Some supportive evidence from patients with lung cancer was also presented that showed improved survival for those with high ADRA2 expression among 2 different cohorts.
This Science Magazine “dangerous partnership” diagram pulls together some of the mechanisms discussed above, and comes from a 2019 summary of many cancer-neuron crosstalk studies that have been seminal contributions to the field.
Broadly speaking, the convergence of cancer (and its therapy) with the nervous system is graphically depicted below.

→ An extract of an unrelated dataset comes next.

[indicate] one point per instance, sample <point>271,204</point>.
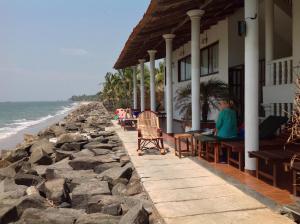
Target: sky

The multi-dimensional connects between cancer and neurons has been demonstrated across many tumor types, including gastric, pancreatic, breast, basal cell, prostate and several others, much of which is reviewed in the new Nature paper.
The Mind and Cancer
Here in Ground Truths, I recently reviewed the fascinating study of patients with gliomas with surface brain electrical recordings and elegant biological profiles (see below) that showed the connection between the mind and cancer—talking or thinking was shown to promote tumor growth. Undoubtedly, factors such as stress have important interactions with cancer biology, and we’re likely to see these better understood in the future.
Emerging Treatments
Fortunately, all of these insights have been leading to many clinical trials, summarized in the Table below as of September 2022. Many startup companies have taken off to test interventions directed at the cancer-neuron axis.
The very recent state-of-the-science review by Winkler and colleagues in Cell nicely captures the many therapeutic opportunities at the intersection of cancer and neurons (see illustration below).
I really liked this summary statement in the Nature review: “Although targeting nervous system–cancer interactions may not by itself be sufficient to eradicate a tumor, this may be a necessary component of effective therapeutic regimens for currently intractable cancers such as high-grade gliomas and pancreatic cancers.”
The economist Robert Shiller wrote: “In the longer run and for wide-ranging issues, more creative solutions tend to come from imaginative interdisciplinary collaboration.” No question cancer fits the bill as an unmet and formidable challenge that can benefit from the groundwork of the studies reviewed here—by bringing together cancer biologists, neuroscientists, immunologists, cell biologists, and oncologists—to help advance the field. Hopefully, such trans-disciplinary collaboration can catalyze the cancer neuroscience field and shorten the requisite time that it took for cancer immunotherapy (at least 30 years) to be part of mainstream therapy.